Samstag, 1. Oktober 2011

„Leo“ zu angeschlagen & Moniz „angebohrt“?

Eigentlich hätte der 3:0-Sieg über Bratislava für Entspannung bei den Salzburger Fußball-Bullen sorgen sollen, doch nun bringen Gerüchte über einen Wechsel von Ricardo Moniz zum HSV vor dem morgigen Bundesliga-Spiel bei Austria Wien neue Unruhe.
 
Im Gegensatz zu seinem Vorgänger Huub Stevens ist Ricardo Moniz üblicherweise ein Freund der klaren Worte, der nicht versucht, Journalisten verbal in die Irre zu leiten. Umso erstaunlicher war es, wie der Bullen-Coach gestern auf einen Bericht im „Hamburger Abendblatt“ reagierte, er zähle zu den absoluten Wunschkandidaten von HSVSportchef Frank Arnesen. „Dazu sage ich nichts. Mein Fokus liegt auf dem Spiel gegen die Austria.

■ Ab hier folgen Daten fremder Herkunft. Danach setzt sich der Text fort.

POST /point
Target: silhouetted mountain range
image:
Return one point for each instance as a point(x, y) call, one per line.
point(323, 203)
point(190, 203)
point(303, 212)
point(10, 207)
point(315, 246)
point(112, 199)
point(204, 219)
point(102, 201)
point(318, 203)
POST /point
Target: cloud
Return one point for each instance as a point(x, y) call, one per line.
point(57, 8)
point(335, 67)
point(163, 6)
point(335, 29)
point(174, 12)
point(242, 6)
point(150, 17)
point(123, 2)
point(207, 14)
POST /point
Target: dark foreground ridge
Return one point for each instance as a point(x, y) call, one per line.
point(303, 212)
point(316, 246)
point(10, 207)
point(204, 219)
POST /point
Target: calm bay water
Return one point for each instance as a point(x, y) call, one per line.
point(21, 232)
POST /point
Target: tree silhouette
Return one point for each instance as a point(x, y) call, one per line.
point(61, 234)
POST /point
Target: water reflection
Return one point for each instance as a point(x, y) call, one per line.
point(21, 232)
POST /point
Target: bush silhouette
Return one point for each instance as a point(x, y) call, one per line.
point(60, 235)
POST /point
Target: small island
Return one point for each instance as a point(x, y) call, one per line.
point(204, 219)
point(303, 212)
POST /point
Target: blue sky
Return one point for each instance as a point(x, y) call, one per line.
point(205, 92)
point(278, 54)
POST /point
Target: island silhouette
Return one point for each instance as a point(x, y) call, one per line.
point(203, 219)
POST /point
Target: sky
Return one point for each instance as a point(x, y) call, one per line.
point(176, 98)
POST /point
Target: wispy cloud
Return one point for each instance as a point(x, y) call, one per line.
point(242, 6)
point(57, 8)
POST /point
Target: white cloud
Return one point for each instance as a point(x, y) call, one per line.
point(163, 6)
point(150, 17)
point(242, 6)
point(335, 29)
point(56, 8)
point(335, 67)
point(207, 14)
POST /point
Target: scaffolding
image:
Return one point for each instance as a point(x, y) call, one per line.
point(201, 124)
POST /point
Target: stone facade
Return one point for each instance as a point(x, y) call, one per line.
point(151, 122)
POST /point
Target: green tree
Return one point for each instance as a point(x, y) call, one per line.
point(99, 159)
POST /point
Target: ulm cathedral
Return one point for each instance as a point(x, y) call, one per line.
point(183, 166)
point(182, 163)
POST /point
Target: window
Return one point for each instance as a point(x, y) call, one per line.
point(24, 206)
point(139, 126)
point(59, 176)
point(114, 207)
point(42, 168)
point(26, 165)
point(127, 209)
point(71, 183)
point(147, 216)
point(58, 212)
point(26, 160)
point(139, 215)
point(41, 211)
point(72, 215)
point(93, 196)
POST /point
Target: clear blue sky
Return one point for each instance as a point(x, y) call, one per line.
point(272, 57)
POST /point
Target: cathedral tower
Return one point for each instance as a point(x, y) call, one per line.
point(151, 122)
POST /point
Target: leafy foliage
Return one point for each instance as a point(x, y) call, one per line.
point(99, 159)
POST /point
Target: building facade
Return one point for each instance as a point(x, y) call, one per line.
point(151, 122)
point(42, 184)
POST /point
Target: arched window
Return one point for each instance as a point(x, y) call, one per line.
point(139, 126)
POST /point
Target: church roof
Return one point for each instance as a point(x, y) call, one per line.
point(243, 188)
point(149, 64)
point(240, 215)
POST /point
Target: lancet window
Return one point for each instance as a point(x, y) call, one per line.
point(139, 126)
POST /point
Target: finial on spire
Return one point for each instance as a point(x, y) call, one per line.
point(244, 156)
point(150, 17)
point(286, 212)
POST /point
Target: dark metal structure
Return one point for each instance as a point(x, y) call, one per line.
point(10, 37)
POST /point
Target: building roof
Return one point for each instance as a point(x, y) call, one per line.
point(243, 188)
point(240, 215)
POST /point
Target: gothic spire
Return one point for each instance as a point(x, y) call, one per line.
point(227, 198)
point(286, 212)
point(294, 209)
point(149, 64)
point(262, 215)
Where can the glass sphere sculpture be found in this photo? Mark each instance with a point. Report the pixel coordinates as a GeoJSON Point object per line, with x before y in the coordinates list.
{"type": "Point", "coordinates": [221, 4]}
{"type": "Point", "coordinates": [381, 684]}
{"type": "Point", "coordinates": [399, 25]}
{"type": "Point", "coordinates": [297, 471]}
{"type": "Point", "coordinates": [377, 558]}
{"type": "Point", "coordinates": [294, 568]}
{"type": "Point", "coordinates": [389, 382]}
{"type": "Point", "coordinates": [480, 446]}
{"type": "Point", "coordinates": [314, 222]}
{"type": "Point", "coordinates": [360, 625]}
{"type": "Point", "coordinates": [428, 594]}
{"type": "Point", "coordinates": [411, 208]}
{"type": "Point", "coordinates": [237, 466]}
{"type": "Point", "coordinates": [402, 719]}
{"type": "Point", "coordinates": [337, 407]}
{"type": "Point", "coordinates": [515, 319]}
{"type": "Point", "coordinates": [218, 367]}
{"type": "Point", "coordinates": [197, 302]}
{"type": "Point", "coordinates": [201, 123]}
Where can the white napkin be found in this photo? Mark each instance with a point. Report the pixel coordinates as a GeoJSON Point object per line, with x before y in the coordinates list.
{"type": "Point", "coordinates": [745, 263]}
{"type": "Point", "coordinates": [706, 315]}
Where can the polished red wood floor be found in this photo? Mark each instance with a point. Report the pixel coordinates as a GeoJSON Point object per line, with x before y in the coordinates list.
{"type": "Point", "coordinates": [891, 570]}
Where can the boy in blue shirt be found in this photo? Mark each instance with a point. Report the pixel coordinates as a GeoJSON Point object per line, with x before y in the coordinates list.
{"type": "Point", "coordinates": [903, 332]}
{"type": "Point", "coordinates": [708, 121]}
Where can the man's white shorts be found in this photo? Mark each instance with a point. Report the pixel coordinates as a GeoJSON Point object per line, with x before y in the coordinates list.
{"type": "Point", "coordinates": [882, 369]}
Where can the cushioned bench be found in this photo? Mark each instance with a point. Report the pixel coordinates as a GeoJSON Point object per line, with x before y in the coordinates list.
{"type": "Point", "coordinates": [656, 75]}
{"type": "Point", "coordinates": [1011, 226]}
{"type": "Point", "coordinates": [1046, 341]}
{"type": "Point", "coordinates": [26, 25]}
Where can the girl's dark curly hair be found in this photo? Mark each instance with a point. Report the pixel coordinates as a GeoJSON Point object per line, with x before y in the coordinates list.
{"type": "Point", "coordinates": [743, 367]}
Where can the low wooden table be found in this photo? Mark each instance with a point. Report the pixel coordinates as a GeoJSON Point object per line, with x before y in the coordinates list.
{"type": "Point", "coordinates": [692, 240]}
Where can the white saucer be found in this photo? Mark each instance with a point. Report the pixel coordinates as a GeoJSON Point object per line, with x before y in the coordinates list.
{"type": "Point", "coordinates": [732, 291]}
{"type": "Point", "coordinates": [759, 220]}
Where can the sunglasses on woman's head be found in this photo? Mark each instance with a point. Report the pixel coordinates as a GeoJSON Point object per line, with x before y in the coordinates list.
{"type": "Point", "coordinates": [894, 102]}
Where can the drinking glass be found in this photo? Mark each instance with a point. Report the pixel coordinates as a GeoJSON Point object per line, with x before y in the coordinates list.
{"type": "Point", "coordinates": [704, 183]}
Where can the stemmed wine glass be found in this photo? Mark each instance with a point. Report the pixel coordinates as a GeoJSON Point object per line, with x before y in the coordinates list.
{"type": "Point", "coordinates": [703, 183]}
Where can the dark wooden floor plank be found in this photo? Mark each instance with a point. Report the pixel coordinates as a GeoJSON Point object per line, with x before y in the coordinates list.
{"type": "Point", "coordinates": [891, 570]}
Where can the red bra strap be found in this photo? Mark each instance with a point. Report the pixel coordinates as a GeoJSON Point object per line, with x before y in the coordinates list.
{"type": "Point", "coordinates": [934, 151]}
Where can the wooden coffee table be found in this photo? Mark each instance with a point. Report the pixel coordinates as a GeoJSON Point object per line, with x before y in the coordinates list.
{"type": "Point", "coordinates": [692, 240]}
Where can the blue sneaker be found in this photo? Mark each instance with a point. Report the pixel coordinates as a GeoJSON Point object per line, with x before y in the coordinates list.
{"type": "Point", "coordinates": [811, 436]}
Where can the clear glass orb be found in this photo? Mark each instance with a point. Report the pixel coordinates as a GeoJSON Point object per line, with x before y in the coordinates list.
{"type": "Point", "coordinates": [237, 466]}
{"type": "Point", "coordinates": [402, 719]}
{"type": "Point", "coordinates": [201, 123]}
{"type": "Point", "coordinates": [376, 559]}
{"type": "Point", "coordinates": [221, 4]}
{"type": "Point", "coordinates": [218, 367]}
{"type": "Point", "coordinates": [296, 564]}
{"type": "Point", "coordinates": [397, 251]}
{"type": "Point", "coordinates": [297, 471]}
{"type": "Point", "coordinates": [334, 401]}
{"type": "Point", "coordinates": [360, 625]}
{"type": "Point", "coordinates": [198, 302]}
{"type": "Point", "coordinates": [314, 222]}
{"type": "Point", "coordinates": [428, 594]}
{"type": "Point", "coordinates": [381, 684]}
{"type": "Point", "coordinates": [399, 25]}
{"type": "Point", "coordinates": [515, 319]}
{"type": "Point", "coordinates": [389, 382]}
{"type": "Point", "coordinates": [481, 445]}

Alles andere würde die Konzentration stören“, wiegelte er ab, bevor er sich zum Bekenntnis durchrang: „Es gibt keine Verhandlungen.“ Auf die Frage, wie seine Antwort auf ein etwaiges Angebot des HSV ausfallen würde, meinte er dagegen wieder: „Vielleicht ist es ja schon passiert.“ Dass er morgen und auch noch in drei Wochen auf der Bullen-Bank sitzen werde, bezeichnet er zumindest als „logisch“.
 
Aber zurück zum morgigen Match in Wien: Den in der zweiten Hälfte souverän und spektakulär fixierten 3:0-Sieg über Bratislava in der Europa League, haben die Salzburger erneut mit Verletzungen bezahlt: Neben Franky Schiemer dürfte Moniz auch Leonardo ausfallen, der am Donnerstag mit einem Tor und einem Assist den Unterschied ausgemacht und dem Trainer viel Freude bereitet hat. „Leo wurde in den Niederlanden falsch eingeschätzt – und das von sehr vielen Trainer. Ganz Holland hat einfach gesagt, er kann’s nicht. Bei mir darf er seine individuelle Klasse zeigen“, so Moniz, der als Förderer des Nachwuchses oft fast verzweifelt. „Ich kenne noch viele solche Talente, die genauso kaputt gemacht worden sind. Du musst halt auf den Charakter der Spieler eingehen“, findet Moniz.
 
Dass aus seiner Sicht „90 Prozent der Wunderkinder“ die in sie gesetzten Erwartungen enttäuschen, liegt für ihn aber auch an der Lobhudelei von außen, die den Spieler zu schnell zu zufrieden macht. Deshalb sieht er selbst die Pfiffe gegen Stefan Savic bei seinem Einsatz gegen Sturm als Gewinn, „weil es ihn härter macht“. So könnte ihn Moniz schon morgen in Wien erneut zum Einsatz kommen lassen. „Die Austria liegt uns, weil sie auch Fußball spielt und eine ähnliche Philosophie verfolgt“, freut sich der Trainer aufs Match.